Actually, I wasn’t aware that I was talking about the difference between psychological and chronological time per se (or at least, not what I would call straight-forward chronological time).
By chronological time I mean the rotation of the earth around the sun, the fact of physical movement, the rising and setting of the sun, etc. So even though the sun has now ‘set’ in the UK, unless a black hole opens up nearby and swallows the earth entirely, the sun will inevitably ‘rise’ again in about 6 hours time.
The time I was referring to concerns the two ways in which I understand K to have approached the “future of humanity” - i.e. in relation to the consciousness of humanity - which was the topic you brought up.

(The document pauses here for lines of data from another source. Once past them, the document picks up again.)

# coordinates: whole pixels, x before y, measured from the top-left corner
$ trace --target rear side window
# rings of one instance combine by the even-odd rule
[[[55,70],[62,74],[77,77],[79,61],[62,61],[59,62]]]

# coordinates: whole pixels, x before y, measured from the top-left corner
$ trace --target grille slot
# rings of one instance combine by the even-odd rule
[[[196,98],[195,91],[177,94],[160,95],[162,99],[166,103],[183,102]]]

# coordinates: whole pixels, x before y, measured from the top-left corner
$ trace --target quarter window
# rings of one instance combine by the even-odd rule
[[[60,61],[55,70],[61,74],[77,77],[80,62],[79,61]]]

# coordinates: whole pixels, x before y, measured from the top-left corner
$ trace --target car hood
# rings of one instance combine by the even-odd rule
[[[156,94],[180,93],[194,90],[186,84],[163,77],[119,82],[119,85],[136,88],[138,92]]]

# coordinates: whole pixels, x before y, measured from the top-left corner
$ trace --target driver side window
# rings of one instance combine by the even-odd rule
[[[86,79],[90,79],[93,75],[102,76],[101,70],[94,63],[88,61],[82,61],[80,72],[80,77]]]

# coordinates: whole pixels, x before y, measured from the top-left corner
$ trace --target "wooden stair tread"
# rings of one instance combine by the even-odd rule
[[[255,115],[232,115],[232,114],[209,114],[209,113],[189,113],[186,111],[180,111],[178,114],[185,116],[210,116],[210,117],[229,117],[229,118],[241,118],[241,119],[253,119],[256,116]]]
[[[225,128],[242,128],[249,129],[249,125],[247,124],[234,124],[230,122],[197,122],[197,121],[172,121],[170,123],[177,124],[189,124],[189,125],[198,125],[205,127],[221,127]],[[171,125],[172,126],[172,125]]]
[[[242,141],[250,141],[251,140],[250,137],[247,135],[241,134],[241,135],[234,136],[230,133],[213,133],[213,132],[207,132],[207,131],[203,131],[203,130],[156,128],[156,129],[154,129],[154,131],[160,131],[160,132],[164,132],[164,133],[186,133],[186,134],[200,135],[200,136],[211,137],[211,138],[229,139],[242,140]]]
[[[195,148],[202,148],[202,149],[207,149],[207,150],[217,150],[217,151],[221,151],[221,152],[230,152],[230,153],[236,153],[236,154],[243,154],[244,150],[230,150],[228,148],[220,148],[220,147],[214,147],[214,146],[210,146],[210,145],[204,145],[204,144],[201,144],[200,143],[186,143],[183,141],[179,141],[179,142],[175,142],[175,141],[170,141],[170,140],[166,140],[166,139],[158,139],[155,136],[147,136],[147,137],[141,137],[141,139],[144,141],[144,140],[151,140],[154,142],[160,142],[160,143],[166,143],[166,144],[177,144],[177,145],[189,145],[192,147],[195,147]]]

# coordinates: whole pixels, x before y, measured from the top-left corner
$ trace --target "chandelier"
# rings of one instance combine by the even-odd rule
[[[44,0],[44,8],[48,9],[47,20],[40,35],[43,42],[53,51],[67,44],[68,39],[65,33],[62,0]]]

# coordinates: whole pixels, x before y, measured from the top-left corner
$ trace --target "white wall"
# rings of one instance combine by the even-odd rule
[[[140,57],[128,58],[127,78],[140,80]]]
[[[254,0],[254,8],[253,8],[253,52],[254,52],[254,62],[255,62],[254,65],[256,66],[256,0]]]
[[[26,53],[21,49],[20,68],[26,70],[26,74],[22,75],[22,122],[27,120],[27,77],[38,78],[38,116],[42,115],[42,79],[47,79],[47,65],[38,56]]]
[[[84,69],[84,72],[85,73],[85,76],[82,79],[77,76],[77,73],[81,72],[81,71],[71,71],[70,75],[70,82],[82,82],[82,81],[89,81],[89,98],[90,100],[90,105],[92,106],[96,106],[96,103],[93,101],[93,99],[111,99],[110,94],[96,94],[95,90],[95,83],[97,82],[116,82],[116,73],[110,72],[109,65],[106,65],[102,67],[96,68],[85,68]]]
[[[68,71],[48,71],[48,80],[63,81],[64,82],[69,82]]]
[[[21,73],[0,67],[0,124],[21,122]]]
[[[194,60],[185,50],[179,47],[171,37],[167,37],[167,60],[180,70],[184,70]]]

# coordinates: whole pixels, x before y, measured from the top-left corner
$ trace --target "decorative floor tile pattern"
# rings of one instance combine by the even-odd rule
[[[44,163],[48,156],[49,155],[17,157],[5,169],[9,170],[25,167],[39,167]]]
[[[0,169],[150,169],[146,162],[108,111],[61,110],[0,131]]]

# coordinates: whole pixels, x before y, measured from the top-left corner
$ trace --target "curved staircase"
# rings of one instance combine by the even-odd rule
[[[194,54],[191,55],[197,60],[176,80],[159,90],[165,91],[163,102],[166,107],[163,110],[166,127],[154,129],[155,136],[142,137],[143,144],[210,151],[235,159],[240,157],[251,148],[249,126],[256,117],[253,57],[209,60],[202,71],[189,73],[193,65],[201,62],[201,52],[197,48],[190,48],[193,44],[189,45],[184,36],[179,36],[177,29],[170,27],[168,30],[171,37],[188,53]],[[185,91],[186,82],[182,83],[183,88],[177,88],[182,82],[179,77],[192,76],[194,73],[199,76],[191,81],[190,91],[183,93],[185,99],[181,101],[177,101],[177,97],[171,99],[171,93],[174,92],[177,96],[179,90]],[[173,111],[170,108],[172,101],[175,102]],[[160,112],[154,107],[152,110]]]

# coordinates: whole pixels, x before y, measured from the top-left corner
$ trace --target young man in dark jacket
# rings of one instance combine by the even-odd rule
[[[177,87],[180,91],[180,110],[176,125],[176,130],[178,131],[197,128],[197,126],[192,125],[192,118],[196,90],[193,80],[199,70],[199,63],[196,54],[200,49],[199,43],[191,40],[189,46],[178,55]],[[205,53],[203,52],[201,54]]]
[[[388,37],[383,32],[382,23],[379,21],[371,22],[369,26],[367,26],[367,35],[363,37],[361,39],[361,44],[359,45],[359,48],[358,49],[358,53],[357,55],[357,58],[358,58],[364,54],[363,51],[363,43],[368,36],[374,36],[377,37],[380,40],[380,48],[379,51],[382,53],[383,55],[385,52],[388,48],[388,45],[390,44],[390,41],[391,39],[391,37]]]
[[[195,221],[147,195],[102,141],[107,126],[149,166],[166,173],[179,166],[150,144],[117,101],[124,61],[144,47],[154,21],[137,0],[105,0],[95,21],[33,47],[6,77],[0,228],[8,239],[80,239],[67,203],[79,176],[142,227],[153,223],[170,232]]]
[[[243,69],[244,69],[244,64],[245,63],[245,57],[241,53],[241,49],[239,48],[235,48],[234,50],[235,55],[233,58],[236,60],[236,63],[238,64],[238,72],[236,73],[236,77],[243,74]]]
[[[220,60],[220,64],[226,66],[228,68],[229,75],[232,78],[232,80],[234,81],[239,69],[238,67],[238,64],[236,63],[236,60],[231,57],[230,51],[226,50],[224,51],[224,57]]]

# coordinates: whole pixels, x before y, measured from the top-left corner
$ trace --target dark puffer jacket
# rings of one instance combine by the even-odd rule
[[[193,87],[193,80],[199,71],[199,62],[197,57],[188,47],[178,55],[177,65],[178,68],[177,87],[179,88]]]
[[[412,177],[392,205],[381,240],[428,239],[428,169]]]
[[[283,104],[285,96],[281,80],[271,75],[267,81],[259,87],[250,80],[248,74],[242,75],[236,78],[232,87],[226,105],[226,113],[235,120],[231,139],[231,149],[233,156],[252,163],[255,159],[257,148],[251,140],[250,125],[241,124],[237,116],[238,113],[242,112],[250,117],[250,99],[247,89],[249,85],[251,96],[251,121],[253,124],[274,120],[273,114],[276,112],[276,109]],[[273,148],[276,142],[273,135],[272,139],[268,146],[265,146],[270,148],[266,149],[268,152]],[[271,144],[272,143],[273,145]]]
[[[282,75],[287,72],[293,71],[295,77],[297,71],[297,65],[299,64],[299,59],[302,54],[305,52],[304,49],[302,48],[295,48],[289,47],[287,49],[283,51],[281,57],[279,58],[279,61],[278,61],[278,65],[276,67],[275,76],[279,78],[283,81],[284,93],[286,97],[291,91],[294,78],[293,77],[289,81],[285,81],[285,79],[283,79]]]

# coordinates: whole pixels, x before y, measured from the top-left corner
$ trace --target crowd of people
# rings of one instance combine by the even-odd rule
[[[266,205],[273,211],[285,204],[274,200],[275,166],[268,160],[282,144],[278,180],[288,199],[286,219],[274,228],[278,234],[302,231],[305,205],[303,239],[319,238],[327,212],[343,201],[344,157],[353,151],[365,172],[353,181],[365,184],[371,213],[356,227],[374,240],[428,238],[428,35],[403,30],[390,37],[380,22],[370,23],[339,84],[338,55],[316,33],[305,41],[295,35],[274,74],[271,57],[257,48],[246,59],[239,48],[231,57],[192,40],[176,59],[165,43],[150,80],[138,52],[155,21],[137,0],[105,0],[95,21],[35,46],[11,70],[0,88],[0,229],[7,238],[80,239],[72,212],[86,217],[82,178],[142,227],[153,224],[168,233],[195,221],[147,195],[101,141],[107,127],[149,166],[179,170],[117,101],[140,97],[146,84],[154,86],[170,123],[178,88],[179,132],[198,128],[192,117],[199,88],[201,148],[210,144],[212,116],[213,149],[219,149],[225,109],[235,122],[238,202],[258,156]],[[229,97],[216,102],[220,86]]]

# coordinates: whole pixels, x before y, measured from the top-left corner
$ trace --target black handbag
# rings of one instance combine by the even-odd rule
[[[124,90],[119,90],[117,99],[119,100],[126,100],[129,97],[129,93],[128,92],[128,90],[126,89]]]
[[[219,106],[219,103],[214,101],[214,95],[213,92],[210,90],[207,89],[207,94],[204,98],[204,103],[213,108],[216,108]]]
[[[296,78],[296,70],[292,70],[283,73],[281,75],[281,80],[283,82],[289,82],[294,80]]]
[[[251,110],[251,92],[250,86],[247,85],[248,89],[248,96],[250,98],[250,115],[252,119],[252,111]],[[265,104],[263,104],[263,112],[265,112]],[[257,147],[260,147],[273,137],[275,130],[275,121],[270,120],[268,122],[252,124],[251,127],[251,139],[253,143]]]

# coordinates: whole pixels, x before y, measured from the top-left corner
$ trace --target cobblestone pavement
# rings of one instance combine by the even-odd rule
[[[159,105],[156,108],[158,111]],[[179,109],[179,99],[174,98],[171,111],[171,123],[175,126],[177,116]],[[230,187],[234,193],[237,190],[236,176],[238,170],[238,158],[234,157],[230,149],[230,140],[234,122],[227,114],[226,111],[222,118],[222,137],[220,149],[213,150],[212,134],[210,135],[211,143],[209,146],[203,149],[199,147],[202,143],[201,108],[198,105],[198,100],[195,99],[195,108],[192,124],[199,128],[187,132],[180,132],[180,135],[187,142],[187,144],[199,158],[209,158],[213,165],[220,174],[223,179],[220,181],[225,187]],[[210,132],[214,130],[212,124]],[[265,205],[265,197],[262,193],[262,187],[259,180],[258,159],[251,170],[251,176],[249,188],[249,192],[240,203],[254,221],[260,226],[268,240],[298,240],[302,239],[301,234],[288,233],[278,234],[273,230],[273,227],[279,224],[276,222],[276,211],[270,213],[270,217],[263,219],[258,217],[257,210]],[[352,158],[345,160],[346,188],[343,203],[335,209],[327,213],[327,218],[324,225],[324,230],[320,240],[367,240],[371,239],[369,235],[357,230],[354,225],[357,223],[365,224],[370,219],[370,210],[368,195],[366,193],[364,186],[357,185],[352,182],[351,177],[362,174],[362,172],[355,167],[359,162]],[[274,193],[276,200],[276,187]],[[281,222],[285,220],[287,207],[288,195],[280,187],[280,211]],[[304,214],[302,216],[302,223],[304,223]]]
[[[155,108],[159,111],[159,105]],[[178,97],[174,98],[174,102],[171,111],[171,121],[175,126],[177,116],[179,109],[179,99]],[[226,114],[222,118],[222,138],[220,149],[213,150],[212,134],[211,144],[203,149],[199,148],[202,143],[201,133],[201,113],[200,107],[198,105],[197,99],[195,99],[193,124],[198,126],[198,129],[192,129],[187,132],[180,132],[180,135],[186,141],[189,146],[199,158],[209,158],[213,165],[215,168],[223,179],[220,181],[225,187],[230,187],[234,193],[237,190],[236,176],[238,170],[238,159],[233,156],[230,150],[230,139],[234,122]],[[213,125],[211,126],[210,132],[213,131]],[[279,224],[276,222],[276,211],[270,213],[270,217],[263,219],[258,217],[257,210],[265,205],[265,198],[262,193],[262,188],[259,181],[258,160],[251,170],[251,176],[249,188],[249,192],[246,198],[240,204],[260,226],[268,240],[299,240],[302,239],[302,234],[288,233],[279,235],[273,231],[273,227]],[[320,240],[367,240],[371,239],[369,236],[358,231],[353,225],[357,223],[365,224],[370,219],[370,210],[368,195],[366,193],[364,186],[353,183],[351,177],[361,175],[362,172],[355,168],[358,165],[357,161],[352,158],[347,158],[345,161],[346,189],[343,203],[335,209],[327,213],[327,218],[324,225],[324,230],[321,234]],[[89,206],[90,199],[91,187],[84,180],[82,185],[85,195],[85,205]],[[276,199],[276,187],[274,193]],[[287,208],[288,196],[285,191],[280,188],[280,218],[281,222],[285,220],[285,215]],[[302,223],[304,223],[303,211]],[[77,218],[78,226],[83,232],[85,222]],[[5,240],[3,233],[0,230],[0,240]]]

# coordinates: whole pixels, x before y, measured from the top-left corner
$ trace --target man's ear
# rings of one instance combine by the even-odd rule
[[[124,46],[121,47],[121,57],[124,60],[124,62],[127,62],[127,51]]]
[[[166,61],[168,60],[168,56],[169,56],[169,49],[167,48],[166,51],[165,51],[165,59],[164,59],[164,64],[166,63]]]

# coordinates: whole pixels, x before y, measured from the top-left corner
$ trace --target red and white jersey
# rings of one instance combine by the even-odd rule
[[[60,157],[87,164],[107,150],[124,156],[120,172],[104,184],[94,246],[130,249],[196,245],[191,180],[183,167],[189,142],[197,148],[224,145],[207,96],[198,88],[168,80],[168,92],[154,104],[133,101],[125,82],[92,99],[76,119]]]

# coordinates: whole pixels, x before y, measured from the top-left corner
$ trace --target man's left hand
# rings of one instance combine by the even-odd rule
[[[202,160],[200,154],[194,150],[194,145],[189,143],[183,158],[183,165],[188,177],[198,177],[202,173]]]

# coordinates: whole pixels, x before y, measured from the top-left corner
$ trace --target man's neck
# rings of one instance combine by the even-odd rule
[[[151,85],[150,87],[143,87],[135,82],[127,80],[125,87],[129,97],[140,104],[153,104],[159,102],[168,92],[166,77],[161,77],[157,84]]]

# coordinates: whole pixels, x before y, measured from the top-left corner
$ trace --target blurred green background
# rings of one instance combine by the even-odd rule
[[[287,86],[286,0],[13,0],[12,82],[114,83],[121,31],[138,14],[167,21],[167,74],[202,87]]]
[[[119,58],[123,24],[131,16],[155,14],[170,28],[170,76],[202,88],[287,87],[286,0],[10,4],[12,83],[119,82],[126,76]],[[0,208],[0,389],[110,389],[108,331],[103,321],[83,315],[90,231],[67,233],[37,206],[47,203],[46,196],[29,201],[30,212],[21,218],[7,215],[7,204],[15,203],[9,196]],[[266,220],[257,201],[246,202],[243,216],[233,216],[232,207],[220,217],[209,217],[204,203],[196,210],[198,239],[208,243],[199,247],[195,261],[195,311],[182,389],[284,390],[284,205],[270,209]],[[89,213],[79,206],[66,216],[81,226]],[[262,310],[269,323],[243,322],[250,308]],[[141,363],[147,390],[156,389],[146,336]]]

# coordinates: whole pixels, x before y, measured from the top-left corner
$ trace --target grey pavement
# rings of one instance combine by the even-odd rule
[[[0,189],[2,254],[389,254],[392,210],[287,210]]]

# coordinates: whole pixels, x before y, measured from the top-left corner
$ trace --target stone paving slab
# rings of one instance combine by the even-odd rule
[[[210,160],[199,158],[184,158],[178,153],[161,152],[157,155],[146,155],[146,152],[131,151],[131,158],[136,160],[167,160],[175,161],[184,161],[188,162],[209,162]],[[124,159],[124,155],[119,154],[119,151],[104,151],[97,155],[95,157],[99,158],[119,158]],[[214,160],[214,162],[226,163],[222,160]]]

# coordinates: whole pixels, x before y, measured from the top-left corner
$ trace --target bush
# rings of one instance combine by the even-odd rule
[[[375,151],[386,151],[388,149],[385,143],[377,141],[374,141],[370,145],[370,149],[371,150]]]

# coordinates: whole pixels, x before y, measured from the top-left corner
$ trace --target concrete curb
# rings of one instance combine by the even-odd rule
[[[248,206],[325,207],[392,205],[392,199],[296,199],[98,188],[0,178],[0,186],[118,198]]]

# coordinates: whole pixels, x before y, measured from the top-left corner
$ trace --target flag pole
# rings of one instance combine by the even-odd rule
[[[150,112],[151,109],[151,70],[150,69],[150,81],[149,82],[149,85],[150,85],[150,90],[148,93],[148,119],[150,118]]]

The two different ways, to repeat, refer to
1. a content in consciousness, which is projected as hope, expectation, desire, the ‘what should be’, etc - which is fictional; and
2. the factual continuity of this whole consciousness, moving from the past to the future, through the present - which, given that it is presently full of conflict and strife, is inevitably going to create yet more conflict and strife in the future.
Person X can perhaps negate 1); that is, person X negates ‘what should be’ and lives only with ‘what is’. He/she lives with facts, not fictions.
But 2) goes on, as the stream of human consciousness (persons A, B, C and D, etc - the whole alphabet).
Person X feels compassion for A, B, C, D, etc, because they are living in conflict. X sees the ramifications of what A, B, C, D, etc are doing, and wants to warn them of the danger, show them a way out, to wake them from their fictions.
So when you ask
I think this fails to do justice to the situation of person X.
While person X has denied the psychological future (for themselves), they are still surrounded by As, Bs, Cs, and Ds who have not (and who are therefore creating future suffering for themselves and the world they live in). X sees this and responds with compassion.
What is includes war, suffering, poverty, environmental degradation. It is completely natural to be concerned about this. But, in addition, K taught that part of what is, is the negation of what (presently) is, and the transcending of what (presently) is. And he was concerned with drawing attention to that too.